The version of ABBYY FineReader that comes with the Fujitsu ScanSnap is primarily intended, like the IRIS OCR engine currently used by DT Pro Office, to quickly convert scanned PDFs to searchable PDFs. Back in Classic Mac OS I considered FineReader the best OCR application then available for Mac. FineReader’s OCR engine for OS X works only with Intel Macs.

Don’t expect 100% accuracy from any OCR application, although that can be approached at times. I’ve scanned some long typed court records into DT Pro Office with no errors at all. But often copy has blemishes, unusual fonts or very small fonts and some errors are likely. I’m usually satisfied if the OCR accuracy is good enough to result in turning up needed documents in search lists. The beauty of the PDF format is that the image layer is the final arbiter; it is a faithful image of the original, and that’s what I see when I read or print the document.

For years one of the top things on my wish list has been an application that would let me correct OCR errors in a PDF without altering the image layer. I’m still waiting. :slight_smile:

OmniPage Pro X is the most accurate OCR solution I’ve tried for the mac, but having said that, there’s not any great difference between this and the OCR offered within DT or from FineReader etc. I’d guess only a few percent. Like Bill I’m mostly interested in making the PDF searchable and the vast majority of it is English so a margin of error is allowable for my purposes and I’m happy to let it fudge the odd quotation that it finds in an ancient or non-European script. Also, using OPX through up some irregularities and deficiencies:

Preview did not like the text layer created by OPX, for some reason saving the pdf from Preview created spaces within the words in the text layer - the same doesn’t happen with pdf files OCR’d within DT (Acrobat dealt with them okay though)

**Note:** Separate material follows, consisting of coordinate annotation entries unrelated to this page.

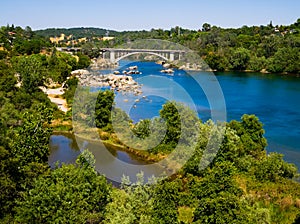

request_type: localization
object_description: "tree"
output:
[229,48,250,71]
[202,23,211,32]
[104,173,156,224]
[10,105,52,165]
[16,151,111,223]
[12,55,45,93]
[95,90,114,128]
[228,114,267,157]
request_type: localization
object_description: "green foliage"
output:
[95,90,114,128]
[15,160,111,223]
[228,114,267,156]
[254,153,297,181]
[76,53,91,69]
[12,55,45,93]
[229,48,250,71]
[10,105,52,165]
[104,173,156,224]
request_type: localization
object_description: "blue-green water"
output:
[115,61,300,167]
[49,61,300,171]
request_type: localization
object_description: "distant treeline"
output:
[36,19,300,74]
[35,27,118,38]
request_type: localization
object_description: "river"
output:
[49,61,300,181]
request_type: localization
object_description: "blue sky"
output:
[0,0,300,30]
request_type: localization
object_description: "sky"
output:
[0,0,300,31]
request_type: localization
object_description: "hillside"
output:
[35,27,118,38]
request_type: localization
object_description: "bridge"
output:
[101,48,186,63]
[57,47,186,63]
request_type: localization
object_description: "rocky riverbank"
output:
[72,70,142,95]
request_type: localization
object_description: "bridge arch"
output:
[115,51,169,62]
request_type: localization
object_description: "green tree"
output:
[229,48,250,71]
[12,55,45,93]
[15,151,111,223]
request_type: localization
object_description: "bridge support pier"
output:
[170,52,174,61]
[110,51,116,62]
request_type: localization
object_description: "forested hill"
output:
[35,27,118,38]
[36,19,300,74]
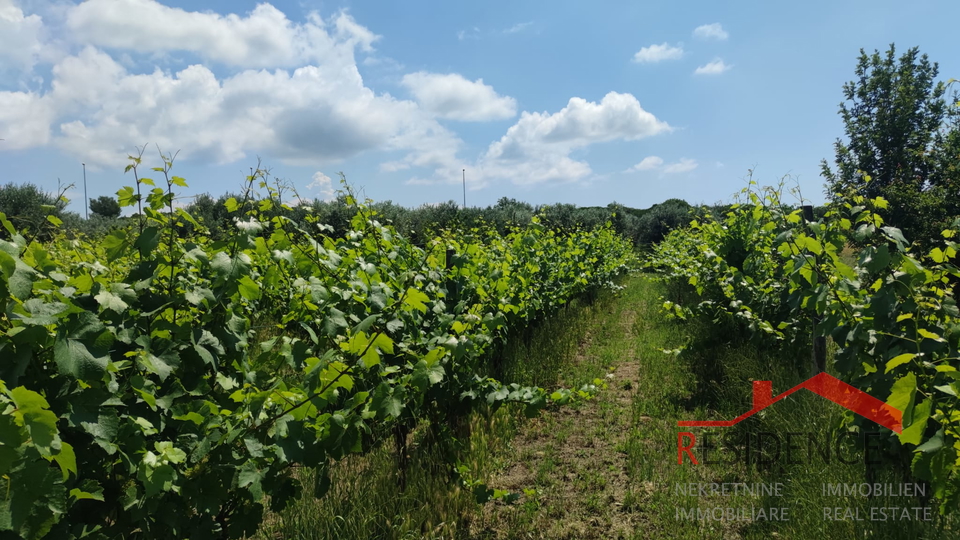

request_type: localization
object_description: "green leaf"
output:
[914,428,943,453]
[237,461,263,501]
[101,229,129,262]
[917,328,944,342]
[403,287,430,313]
[133,227,160,254]
[239,276,260,301]
[53,442,77,481]
[10,386,58,456]
[94,289,130,313]
[887,371,917,423]
[900,398,933,444]
[53,337,109,381]
[884,353,917,373]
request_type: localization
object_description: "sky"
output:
[0,0,960,214]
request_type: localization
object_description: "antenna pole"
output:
[81,163,90,219]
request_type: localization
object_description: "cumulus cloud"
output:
[307,171,336,201]
[0,92,55,150]
[633,43,683,64]
[401,71,517,121]
[623,156,698,174]
[0,0,43,72]
[663,158,698,174]
[693,23,730,41]
[626,156,663,172]
[66,0,378,68]
[0,0,461,168]
[470,92,671,184]
[693,58,733,75]
[0,0,671,192]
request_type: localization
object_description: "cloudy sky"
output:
[0,0,960,211]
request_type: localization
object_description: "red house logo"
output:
[677,373,903,433]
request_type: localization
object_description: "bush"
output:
[0,183,67,240]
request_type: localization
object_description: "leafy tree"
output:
[821,45,960,249]
[90,195,120,218]
[0,183,69,240]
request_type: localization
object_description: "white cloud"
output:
[0,0,43,73]
[663,158,697,174]
[0,0,461,168]
[625,156,663,172]
[633,43,683,63]
[464,92,672,186]
[0,92,55,150]
[503,21,533,34]
[693,23,730,41]
[401,71,517,121]
[307,171,336,201]
[66,0,378,67]
[693,58,733,75]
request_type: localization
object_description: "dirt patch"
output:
[471,310,653,539]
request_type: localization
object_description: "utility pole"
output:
[81,163,90,219]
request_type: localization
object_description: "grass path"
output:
[257,275,960,540]
[468,277,679,539]
[471,276,960,540]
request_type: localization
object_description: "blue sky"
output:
[0,0,960,215]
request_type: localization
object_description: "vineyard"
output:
[0,157,633,539]
[648,178,960,515]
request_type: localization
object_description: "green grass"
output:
[249,282,613,540]
[258,276,960,540]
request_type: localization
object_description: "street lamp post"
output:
[81,163,90,219]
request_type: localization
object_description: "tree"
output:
[90,195,120,218]
[0,183,72,240]
[821,44,960,245]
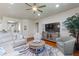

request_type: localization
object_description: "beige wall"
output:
[34,7,79,36]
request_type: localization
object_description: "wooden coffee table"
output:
[29,40,45,54]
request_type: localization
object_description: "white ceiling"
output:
[0,3,79,19]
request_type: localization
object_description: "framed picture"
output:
[24,25,27,30]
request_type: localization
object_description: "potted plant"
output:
[64,15,79,50]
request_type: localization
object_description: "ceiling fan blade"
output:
[25,3,32,7]
[38,5,46,8]
[33,3,36,6]
[26,8,32,10]
[37,9,43,13]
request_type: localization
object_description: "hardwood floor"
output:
[44,39,79,56]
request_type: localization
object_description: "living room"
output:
[0,3,79,56]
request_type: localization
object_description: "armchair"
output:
[56,37,75,55]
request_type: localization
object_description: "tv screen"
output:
[45,23,59,32]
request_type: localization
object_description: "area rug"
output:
[14,45,64,56]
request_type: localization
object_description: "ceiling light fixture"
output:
[38,14,40,16]
[56,4,59,8]
[10,3,14,5]
[32,6,37,11]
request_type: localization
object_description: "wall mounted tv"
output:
[45,23,60,32]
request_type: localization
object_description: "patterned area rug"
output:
[14,45,64,56]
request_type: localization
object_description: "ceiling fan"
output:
[25,3,46,14]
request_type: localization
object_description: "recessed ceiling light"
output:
[38,14,40,16]
[56,4,59,8]
[10,3,14,5]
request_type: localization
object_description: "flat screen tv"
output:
[45,23,60,32]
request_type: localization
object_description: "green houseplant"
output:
[64,15,79,50]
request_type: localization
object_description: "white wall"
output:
[0,16,34,36]
[34,7,79,36]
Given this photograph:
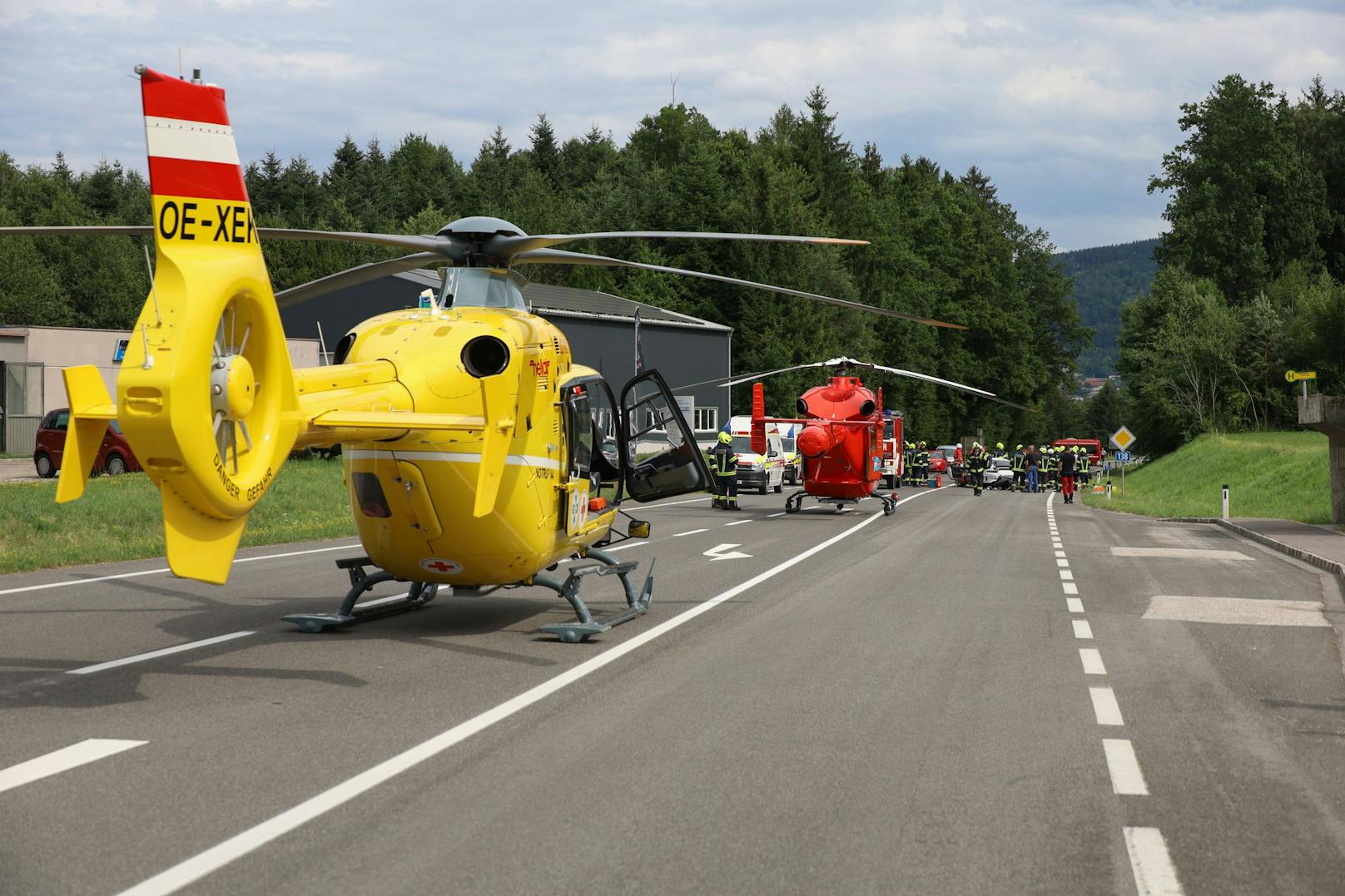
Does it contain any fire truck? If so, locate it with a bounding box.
[882,410,906,488]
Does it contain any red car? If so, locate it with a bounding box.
[32,408,140,479]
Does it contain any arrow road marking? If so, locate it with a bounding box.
[703,545,752,564]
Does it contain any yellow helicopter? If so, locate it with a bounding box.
[0,66,961,641]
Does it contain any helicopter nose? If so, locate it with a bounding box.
[797,427,831,458]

I also found OmniPage Pro X to be considerably slower than other software - in the time it took OPX to read and save 200 pages I can import them to DT, OCR, export the pages, combine and compress them (mostly via Automator) and fill in the table of contents. The OCR in DT was also less processor hungry.

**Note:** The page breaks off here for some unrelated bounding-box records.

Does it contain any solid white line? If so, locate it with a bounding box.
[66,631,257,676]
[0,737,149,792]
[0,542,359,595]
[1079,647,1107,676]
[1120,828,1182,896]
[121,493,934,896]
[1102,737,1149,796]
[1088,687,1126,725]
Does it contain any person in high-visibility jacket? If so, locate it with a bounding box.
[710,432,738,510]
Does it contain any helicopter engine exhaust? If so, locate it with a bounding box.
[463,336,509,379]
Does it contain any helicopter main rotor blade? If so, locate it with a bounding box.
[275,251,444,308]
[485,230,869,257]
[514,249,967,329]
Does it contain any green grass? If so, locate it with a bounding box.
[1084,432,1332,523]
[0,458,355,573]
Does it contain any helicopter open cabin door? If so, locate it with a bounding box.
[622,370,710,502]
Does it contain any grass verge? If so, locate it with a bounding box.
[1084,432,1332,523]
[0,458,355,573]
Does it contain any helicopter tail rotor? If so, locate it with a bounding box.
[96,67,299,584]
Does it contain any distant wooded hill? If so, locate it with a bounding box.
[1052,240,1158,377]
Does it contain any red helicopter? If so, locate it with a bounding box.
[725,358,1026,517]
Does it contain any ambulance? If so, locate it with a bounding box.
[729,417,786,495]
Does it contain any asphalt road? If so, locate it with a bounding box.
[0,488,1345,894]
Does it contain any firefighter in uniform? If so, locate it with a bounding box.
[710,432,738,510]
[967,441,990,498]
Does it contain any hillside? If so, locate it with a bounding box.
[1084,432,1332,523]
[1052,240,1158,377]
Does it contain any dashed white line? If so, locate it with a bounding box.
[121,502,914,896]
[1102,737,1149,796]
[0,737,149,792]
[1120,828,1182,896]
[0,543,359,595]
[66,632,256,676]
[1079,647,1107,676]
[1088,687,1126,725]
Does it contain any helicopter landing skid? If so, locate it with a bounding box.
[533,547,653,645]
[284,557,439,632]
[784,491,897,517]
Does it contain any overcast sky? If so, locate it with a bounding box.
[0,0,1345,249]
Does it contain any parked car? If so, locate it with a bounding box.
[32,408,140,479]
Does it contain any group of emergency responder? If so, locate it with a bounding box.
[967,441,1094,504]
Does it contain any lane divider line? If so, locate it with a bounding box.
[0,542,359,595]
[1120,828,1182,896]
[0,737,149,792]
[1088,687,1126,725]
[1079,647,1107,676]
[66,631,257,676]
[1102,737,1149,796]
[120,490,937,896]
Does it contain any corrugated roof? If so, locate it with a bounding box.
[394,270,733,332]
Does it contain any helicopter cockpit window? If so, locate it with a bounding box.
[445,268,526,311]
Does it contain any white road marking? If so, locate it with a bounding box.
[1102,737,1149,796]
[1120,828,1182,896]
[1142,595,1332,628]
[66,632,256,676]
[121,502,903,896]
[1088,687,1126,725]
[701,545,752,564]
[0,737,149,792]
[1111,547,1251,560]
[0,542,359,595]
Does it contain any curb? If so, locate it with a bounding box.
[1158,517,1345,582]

In my experience the biggest difference to accuracy is to be gained before the OCR takes place, by scanning at a decent resolution (300dpi+), with the correct settings (some software prefers monochrome, some grayscale), and performing the OCR on these files before any compression takes place - once the text layer is in place you can do what you like with the image quality.

Hope that helps

  • Bill, I’m also waiting for an application to edit the text layer of a pdf - if you ever find one let me know :slight_smile: